Day 2: Complete Extraction & Document Ingestion

  • Goal: Ingest remaining core tables and high-value strategic documents.
  1. Extract Remaining Tables: Run extractors for secondary SAP tables (e.g., Capacity, BOMs).
  2. Ingest Strategic Documents: Run the document ingestor, which crawls SharePoint/email, applies the strategic_score, and processes only the top ~10-20% of documents.
  3. Generate Embeddings: Create and store vector embeddings for all ingested text content.

Day 3: Analytical Processing & Feature Engineering

  • Goal: Transform raw data into decision-ready analytical features.
  1. Run Feature Engineering: Execute SQL scripts to create the order_features materialized view.
  2. Generate Forecasts: Run the Python script to generate initial demand forecasts for the top 50 materials.
  3. Enrich Data: Perform an initial batch enrichment of data using the LLM for tagging and classification.

Day 4: Reasoning Engine & Simulation

  • Goal: Enable the system to generate scenarios using local data.
  1. Implement Simulation: Finalize and test the Monte Carlo simulation engine.
  2. Integrate LLM: Connect the simulation engine to the LLM reasoning layer to generate narratives.
  3. Deploy Guardrails: Activate the compliance guardrail engine.
  4. Test API: Run end-to-end tests on the /api/scenarios/generate endpoint, ensuring it returns probabilistic and compliant scenarios in under 5 seconds.
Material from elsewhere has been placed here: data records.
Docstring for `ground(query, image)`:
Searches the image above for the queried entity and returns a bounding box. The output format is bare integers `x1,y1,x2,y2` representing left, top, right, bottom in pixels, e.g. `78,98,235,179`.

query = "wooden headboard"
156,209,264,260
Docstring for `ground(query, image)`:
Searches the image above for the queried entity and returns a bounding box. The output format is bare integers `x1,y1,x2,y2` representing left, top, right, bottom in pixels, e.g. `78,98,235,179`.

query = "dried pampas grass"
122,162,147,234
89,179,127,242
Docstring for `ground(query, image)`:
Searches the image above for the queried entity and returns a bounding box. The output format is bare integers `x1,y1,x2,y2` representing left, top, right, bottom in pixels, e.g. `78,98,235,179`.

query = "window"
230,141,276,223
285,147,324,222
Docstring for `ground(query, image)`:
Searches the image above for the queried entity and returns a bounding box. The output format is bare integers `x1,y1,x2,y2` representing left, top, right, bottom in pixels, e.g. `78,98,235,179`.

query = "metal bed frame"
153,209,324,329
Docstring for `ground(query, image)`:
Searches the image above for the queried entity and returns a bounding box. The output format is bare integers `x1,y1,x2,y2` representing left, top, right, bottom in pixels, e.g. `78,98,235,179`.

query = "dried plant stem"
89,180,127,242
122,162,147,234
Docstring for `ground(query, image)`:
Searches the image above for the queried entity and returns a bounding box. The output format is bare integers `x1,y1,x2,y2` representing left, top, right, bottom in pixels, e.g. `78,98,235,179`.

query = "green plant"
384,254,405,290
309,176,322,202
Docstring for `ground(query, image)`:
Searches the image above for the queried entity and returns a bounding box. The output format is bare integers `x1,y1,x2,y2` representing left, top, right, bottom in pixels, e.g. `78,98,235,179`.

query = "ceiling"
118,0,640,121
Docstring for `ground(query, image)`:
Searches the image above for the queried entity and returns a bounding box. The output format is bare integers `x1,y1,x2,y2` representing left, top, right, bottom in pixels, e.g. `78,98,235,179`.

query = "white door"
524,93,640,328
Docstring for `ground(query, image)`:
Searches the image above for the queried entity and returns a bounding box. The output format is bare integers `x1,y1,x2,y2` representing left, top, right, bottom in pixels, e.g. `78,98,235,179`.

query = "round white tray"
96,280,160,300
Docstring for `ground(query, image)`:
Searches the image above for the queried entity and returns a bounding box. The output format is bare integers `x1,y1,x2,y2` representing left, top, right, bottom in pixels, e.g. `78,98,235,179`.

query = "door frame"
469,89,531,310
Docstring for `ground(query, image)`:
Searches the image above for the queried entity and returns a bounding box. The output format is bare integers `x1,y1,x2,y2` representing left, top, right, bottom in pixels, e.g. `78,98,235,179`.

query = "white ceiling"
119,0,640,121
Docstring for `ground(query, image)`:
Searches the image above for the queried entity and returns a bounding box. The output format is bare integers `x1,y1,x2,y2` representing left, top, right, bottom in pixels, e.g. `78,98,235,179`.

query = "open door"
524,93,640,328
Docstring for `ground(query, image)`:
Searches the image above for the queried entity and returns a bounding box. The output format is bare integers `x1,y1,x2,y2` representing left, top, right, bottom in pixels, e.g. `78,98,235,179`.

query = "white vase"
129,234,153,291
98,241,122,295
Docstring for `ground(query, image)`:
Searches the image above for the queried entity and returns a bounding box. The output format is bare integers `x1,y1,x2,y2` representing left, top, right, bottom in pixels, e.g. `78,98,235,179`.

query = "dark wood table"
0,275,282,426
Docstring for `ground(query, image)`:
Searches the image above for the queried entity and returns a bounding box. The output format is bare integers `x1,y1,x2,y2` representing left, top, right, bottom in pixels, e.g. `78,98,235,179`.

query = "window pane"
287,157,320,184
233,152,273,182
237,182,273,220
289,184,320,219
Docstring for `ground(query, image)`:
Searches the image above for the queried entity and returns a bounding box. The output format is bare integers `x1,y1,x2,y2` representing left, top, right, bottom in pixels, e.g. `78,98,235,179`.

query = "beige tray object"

Day 5: UI, Refresh, & Go-Live

  • Goal: Go live with a production system used by real end-users.
  1. Deploy UI: Connect the React frontend to the live API backend.
  2. Configure SSO: Integrate with the customer's SSO provider for authentication.
  3. Activate Refresh Scheduler: Start the automated data refresh jobs (e.g., 15-minute refresh for orders).
  4. Handoff & Train: Conduct a handoff session with the customer team, onboard the first users, and have them generate their first live scenario.
  5. Monitor: Confirm that the /health and /metrics endpoints are operational.

7. Success Metrics

7.1. Day 5 Go-Live Checklist

The pilot is considered a success if the following are true by the end of Day 5:

  • At least one senior planner can successfully generate a scenario using real data.
  • The generated scenario includes a valid compliance check.
  • The action is logged correctly in the immutable audit trail.
  • The system is accessible via the customer's SSO.
  • The data refresh scheduler is running.

7.2. Day 60 "Indispensable" Metrics

The system is considered indispensable if the following are true by Day 60:

  • Adoption: >10 daily active users.
  • Usage: >25 scenarios generated per day.
  • Value: >5 documented compliance violations prevented or high-impact decisions improved.
  • Accuracy: Scenario accuracy is rated as "insightful" or "couldn't do this manually" by planners.
  • Data Freshness: All critical data paths have been migrated from initial fast-access methods to optimal, near real-time APIs (e.g., OData).

8. Appendix

8.1. Key Data Models

orders Table

CREATE TABLE orders (
id uuid PRIMARY KEY,
source_system text,
source_id text,
customer_id text,
material_id text,
quantity numeric,
net_value numeric,
margin_pct numeric,
requested_delivery_date date,
priority_tier text,
compliance_flags jsonb,
extracted_at timestamptz
);

decision_artifacts Table

CREATE TABLE decision_artifacts (
id uuid PRIMARY KEY,
artifact_type text, -- 'email', 'doc', 'meeting_note'
title text,
content text,
decision_maker text,
reasoning_extracted text, -- Socratic learning result
embedding vector(1536),
extracted_at timestamptz
);

audit_log Table

CREATE TABLE audit_log (
id uuid primary key,
user_id text,
event_type text,
context jsonb,
result_hash text,
source_systems text[],
timestamp timestamptz
);

8.2. API Endpoint Example

Request: POST /api/scenarios/generate

{
"decision_type": "capacity_allocation",
"order_a_id": "uuid-for-order-A",
"order_b_id": "uuid-for-order-B",
"user_id": "planner@company.com"
}

Response: A JSON object containing an array of scenarios, each with financial impact, risk analysis, compliance checks, and a recommendation. (See detailed example in source documents).